Fraud can paralyze a business, large or small. In some cases, a business that falls victim to employee theft can never fully recover. Fraud scams often take years to detect, so they may not have an immediate impact on stock price.
When valuing a business, experts must put themselves in the shoes of hypothetical buyers and sellers and consider only what was “known or knowable” on the valuation date. In a recent U.S. District Court case, the estate filed a tax return based on the exchange price of bank stock before the company disclosed a devastating fraud scam. After the public disclosure of the incident, the stock became worthless. Here’s why the estate filed a refund claim — and the court denied its claim.
For estate and gift tax purposes, fair market value is defined in IRS Revenue Ruling 59-60 as: “The amount at which the property would change hands between a willing buyer and willing seller, when the former is not under any compulsion to buy, and the latter is not under any compulsion to sell, both parties having reasonable knowledge of relevant facts.”
The fair market value of a decedent’s property may be calculated on either:
- The date of death, or
- An “alternative valuation date,” occurring six months from the decedent’s death.
In general, the most reliable evidence of fair market value of corporate stock is the price paid on an active exchange, such as the New York Stock Exchange. The price reflects what public investors knew on that specific date.
In Carter, the estate chose the alternative valuation date (March 21, 2008) to value its interest in Colonial BancGroup. The estate argued that the stock was worthless on the valuation date due to a multimillion-dollar “sham mortgage” scheme perpetrated by one of its customers.

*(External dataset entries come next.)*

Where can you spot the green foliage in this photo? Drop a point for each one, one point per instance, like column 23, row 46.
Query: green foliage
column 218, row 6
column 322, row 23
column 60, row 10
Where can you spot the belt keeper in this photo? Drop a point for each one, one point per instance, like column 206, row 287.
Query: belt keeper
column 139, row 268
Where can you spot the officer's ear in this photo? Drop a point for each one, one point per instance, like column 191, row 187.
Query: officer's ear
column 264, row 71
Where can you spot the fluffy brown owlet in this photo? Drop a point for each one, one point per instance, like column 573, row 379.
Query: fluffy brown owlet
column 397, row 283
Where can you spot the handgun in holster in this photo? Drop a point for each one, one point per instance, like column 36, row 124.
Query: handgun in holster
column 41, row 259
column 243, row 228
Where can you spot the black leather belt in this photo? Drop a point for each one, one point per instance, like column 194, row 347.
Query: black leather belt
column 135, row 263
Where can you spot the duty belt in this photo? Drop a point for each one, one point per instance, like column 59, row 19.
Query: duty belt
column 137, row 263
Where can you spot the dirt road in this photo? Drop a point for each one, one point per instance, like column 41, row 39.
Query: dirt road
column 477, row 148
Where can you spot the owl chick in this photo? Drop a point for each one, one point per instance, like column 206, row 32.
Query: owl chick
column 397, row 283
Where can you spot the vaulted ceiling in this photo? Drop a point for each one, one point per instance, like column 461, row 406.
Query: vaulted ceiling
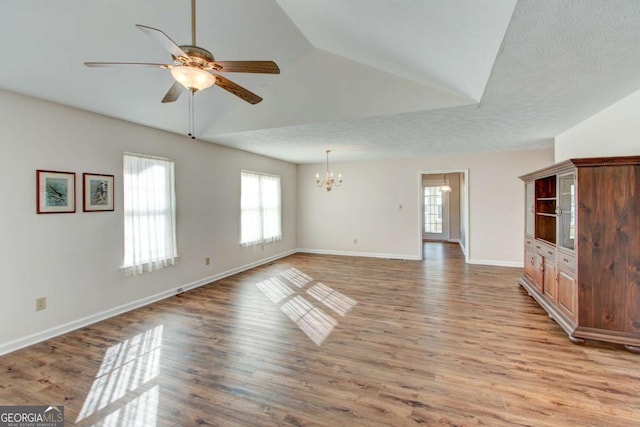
column 370, row 79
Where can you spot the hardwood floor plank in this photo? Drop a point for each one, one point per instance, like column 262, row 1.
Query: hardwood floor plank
column 318, row 340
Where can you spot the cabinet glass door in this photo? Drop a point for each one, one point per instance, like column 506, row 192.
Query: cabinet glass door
column 529, row 208
column 567, row 211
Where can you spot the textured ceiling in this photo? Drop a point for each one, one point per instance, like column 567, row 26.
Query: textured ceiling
column 368, row 79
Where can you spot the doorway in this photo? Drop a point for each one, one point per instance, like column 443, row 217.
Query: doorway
column 435, row 213
column 444, row 215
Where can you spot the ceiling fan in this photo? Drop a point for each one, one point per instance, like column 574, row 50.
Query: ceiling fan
column 195, row 68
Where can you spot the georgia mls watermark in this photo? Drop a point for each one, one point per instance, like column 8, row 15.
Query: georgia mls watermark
column 32, row 416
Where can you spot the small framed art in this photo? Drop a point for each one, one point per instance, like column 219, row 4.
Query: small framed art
column 56, row 191
column 97, row 192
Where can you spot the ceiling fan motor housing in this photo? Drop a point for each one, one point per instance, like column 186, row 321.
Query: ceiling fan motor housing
column 197, row 57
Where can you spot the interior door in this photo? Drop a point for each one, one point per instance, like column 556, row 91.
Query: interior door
column 435, row 218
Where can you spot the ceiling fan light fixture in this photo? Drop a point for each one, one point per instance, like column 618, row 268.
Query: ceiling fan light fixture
column 193, row 78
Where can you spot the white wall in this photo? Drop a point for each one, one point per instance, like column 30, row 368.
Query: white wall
column 614, row 131
column 74, row 259
column 367, row 206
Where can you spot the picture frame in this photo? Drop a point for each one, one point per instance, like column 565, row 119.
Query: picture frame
column 55, row 191
column 97, row 190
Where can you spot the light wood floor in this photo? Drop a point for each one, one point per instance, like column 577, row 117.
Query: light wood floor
column 315, row 340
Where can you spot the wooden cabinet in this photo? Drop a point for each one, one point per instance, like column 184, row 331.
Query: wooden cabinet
column 582, row 247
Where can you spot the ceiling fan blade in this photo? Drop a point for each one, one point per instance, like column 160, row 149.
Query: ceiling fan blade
column 125, row 64
column 237, row 90
column 160, row 37
column 173, row 93
column 263, row 67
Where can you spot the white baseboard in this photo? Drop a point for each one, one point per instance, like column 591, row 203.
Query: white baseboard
column 80, row 323
column 361, row 254
column 496, row 263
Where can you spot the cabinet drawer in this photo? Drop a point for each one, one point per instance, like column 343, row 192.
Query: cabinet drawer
column 528, row 243
column 568, row 261
column 545, row 250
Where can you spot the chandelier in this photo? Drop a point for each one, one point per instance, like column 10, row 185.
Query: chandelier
column 329, row 181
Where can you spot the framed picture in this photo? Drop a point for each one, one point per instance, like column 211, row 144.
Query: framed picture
column 56, row 191
column 98, row 192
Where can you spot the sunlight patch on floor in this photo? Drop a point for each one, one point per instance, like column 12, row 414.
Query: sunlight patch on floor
column 126, row 367
column 311, row 319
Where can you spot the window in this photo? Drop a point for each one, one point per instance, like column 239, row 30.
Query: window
column 260, row 209
column 432, row 210
column 149, row 214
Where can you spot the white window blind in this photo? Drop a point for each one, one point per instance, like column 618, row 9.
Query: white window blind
column 260, row 209
column 149, row 214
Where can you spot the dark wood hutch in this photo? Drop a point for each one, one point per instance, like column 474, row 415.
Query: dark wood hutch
column 582, row 247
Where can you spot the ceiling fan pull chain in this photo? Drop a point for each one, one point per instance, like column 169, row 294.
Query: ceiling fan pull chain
column 191, row 114
column 193, row 22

In 2013 and 2016, a representative for the estate filed an amended return and sought a refund of allegedly overpaid estate tax. The court denied her claim for various reasons.
Timeline of Events
The following three relevant dates in this case:
- September 21, 2007, the date of death.
- March 21, 2008, the six-month alternative valuation date.
- August 3, 2009, the date that Colonial BancGroup publicly disclosed the fraud incident, causing the stock value to plummet.
The market for Colonial BancGroup didn’t collapse until more than a year after the six-month alternative valuation date. Until the fraud announcement affected the exchange price, the shareholders were unaware of the scam, and it exhibited no effect upon the stock’s fair market value.
When valuing a business, it’s important to differentiate between events that affect value and those that provide an indication of the company’s value.
A third-party buyout that happens a year after the valuation date is an example of an event that provides an indication of what the business is worth. These types of subsequent events might be used to provide evidence of fair market value, assuming that market conditions remain consistent with conditions on the valuation date and the transaction occurs at arm’s length.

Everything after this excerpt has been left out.